“We are pleased that we continued to grow sales while prudently managing operating expenses in the second quarter. These solid financial results together with our amended existing debt agreement, which provides an extended maturity, a lower interest rate and the flexibility to repay a portion and re-draw it later, give us additional financial and strategic flexibility to continue investing in our growth, especially supporting our three commercial launches and advancing our pipeline,” said David Topper, chief financial officer.

Program Updates / Key Milestones

ZORYVE cream - a highly potent and selective phosphodiesterase-4 (PDE4) inhibitor in a once-daily cream formulation, approved in the United States for the treatment of plaque psoriasis and atopic dermatitis

• U.S. Demand for ZORYVE cream in plaque psoriasis continues to grow, with over 252,000 prescriptions filled to date since launch by close to 13,000 unique prescribers, reflecting the high levels of patient and physician satisfaction with the ZORYVE cream clinical profile.
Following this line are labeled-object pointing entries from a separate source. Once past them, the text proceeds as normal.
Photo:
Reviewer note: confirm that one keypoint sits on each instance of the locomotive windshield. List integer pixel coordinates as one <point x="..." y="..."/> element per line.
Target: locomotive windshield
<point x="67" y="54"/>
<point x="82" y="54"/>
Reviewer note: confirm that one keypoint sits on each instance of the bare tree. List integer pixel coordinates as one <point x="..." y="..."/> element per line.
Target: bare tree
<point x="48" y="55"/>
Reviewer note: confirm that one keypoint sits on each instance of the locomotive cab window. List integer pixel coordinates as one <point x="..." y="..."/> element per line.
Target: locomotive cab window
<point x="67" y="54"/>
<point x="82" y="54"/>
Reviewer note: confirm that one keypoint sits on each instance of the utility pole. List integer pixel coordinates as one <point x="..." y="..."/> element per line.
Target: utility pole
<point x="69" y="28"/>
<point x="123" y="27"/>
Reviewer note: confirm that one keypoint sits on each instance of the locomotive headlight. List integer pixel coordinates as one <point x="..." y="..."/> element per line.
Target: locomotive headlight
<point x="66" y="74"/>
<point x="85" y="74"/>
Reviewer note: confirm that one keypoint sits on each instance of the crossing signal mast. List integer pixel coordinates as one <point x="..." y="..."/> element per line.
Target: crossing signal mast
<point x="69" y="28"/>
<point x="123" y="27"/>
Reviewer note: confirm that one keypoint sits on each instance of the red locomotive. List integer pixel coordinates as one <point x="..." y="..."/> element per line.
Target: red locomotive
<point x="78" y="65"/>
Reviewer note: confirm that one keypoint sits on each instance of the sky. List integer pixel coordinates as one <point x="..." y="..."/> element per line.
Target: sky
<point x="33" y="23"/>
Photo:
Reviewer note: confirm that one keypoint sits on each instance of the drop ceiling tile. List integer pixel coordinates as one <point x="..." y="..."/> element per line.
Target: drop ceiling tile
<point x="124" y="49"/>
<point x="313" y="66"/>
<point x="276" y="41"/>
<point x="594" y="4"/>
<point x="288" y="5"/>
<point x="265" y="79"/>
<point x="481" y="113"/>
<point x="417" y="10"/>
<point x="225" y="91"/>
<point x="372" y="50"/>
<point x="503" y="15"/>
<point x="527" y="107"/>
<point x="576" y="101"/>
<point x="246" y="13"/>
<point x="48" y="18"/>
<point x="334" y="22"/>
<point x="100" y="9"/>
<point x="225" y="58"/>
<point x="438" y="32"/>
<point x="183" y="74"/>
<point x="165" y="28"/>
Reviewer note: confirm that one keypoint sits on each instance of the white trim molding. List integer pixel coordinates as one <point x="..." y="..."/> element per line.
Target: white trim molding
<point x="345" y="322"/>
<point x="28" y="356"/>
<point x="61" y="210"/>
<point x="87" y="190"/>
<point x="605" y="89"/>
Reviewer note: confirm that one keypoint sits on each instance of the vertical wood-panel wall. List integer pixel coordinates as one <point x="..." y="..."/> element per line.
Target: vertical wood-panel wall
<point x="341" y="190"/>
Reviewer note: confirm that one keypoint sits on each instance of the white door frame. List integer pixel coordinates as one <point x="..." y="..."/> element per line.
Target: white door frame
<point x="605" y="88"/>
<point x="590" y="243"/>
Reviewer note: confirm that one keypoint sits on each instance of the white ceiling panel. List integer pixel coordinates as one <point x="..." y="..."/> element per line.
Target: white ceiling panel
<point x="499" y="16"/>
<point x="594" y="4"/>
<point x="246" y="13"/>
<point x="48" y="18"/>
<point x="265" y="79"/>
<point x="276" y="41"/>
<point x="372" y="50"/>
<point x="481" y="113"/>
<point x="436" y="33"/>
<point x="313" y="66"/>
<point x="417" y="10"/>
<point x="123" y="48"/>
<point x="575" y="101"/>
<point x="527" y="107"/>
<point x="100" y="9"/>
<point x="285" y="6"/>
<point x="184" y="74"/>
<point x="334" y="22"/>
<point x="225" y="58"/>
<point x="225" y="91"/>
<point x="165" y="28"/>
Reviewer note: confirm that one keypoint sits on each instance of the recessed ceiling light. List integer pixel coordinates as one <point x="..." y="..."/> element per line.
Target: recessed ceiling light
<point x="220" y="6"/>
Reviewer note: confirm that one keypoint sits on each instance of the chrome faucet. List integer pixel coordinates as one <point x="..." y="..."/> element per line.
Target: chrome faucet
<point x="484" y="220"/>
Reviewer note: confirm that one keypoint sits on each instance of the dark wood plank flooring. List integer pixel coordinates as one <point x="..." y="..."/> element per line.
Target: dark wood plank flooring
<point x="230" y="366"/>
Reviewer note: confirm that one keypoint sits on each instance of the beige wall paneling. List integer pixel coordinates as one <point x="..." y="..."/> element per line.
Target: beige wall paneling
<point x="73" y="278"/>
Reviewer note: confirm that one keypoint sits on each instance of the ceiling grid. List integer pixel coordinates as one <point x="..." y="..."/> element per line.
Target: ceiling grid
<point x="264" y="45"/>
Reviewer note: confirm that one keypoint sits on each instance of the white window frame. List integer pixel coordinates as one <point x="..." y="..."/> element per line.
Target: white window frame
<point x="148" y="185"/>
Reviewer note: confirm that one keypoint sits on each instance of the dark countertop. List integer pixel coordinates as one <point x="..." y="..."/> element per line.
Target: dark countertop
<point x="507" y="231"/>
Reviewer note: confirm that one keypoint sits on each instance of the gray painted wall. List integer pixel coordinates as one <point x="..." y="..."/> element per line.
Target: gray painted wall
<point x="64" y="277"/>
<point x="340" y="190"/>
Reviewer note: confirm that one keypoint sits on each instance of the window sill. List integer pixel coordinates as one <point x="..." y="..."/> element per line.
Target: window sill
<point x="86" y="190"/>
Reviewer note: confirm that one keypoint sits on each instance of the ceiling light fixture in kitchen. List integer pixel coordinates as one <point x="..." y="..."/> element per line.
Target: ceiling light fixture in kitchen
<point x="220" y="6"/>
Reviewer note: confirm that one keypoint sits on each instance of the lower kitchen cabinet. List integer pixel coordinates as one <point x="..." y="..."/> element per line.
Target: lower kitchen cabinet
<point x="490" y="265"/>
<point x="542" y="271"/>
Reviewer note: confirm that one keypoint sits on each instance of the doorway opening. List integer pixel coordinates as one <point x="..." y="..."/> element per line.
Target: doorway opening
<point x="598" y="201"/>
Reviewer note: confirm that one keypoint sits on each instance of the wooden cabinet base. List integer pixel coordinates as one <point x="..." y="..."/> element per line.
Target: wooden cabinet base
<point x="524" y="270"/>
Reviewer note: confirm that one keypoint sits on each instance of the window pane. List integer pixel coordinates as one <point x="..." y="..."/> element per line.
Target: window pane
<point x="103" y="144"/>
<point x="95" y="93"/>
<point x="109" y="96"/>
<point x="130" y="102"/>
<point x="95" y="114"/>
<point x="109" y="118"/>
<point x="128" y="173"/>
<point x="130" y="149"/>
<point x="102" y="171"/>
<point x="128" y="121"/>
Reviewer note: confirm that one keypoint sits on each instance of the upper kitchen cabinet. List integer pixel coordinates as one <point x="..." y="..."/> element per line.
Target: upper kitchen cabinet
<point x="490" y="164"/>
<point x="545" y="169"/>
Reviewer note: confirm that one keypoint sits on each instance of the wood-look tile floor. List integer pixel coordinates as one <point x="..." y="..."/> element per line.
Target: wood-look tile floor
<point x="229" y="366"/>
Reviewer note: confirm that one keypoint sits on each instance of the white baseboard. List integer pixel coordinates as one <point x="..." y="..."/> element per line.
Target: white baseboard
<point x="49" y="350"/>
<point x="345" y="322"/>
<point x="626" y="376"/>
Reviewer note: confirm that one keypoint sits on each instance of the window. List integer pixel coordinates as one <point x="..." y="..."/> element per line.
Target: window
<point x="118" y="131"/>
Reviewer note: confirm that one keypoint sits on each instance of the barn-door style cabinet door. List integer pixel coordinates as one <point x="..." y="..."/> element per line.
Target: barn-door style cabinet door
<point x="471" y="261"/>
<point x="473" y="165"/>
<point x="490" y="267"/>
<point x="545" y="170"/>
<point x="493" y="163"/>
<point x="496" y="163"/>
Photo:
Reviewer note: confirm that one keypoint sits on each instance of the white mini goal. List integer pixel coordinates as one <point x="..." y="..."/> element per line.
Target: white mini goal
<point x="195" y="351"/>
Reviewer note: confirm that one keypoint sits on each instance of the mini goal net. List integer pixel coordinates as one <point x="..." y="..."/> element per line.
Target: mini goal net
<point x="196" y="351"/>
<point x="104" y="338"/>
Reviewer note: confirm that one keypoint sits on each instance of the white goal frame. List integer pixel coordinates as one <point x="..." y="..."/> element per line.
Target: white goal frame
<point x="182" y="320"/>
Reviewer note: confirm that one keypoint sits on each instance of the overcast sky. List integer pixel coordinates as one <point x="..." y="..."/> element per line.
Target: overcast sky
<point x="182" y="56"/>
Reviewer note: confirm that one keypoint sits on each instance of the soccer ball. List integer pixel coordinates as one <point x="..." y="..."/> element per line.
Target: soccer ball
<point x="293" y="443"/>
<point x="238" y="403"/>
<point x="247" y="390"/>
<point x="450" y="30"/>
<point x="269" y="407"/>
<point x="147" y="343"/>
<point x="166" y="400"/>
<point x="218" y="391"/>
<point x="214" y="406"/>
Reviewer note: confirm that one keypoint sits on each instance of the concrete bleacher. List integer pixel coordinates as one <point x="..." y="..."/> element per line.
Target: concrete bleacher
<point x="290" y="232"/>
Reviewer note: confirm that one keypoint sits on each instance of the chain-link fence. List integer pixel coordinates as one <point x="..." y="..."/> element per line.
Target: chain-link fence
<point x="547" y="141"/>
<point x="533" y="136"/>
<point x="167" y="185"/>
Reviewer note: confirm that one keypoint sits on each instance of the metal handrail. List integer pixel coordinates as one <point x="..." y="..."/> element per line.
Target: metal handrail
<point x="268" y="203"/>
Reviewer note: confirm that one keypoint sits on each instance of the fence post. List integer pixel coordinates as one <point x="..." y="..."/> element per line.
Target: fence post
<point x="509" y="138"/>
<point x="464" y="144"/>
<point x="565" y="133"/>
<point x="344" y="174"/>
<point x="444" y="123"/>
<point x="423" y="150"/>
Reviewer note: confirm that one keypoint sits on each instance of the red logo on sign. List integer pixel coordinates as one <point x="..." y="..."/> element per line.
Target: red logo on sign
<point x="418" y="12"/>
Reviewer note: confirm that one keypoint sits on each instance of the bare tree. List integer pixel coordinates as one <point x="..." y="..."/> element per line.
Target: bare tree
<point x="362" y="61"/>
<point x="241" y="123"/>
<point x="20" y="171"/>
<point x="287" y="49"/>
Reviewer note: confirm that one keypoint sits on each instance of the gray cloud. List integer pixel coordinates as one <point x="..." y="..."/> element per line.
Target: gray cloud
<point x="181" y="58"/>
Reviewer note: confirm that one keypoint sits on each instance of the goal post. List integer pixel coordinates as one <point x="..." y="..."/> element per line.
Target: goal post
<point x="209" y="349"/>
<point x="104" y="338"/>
ZORYVE cream is covered by the three largest Pharmacy Benefit Managers (PBMs) and multiple other commercial insurers, and the Company obtained its first Medicaid coverage in Texas, Florida, and New York and anticipates it will obtain Medicaid coverage in additional states during 2024. The cream 0.3% saw further GTN improvement in the second quarter compared to Q1 '24, and we anticipate modest incremental GTN improvement throughout 2024 as GTN for the cream 0.3% approaches steady state.

• The FDA approved ZORYVE cream 0.15% for the treatment of mild to moderate atopic dermatitis in adults and children down to age 6 in early Q3, and the Company commenced the commercial launch at the end of July. ZORYVE cream 0.15% is already covered as a line extension by two of the largest national PBMs, and the company anticipates continued improvement in coverage through the remainder of 2024.

ZORYVE foam - a once-daily foam formulation of topical roflumilast designed to overcome the challenges of delivering topical drugs in hair-bearing areas of the body, approved in the United States for the treatment of seborrheic dermatitis, and under FDA review for scalp and body psoriasis

• The launch of ZORYVE foam in seborrheic dermatitis continues to progress well, with over 98,000 prescriptions filled since launch, reflecting the high unmet need in this disease. ZORYVE foam is also covered by the three largest PBMs, and coverage for the foam is steadily improving, as evidenced by its favorable GTN, which is expected to improve over the remainder of 2024 and approach steady state in early 2025.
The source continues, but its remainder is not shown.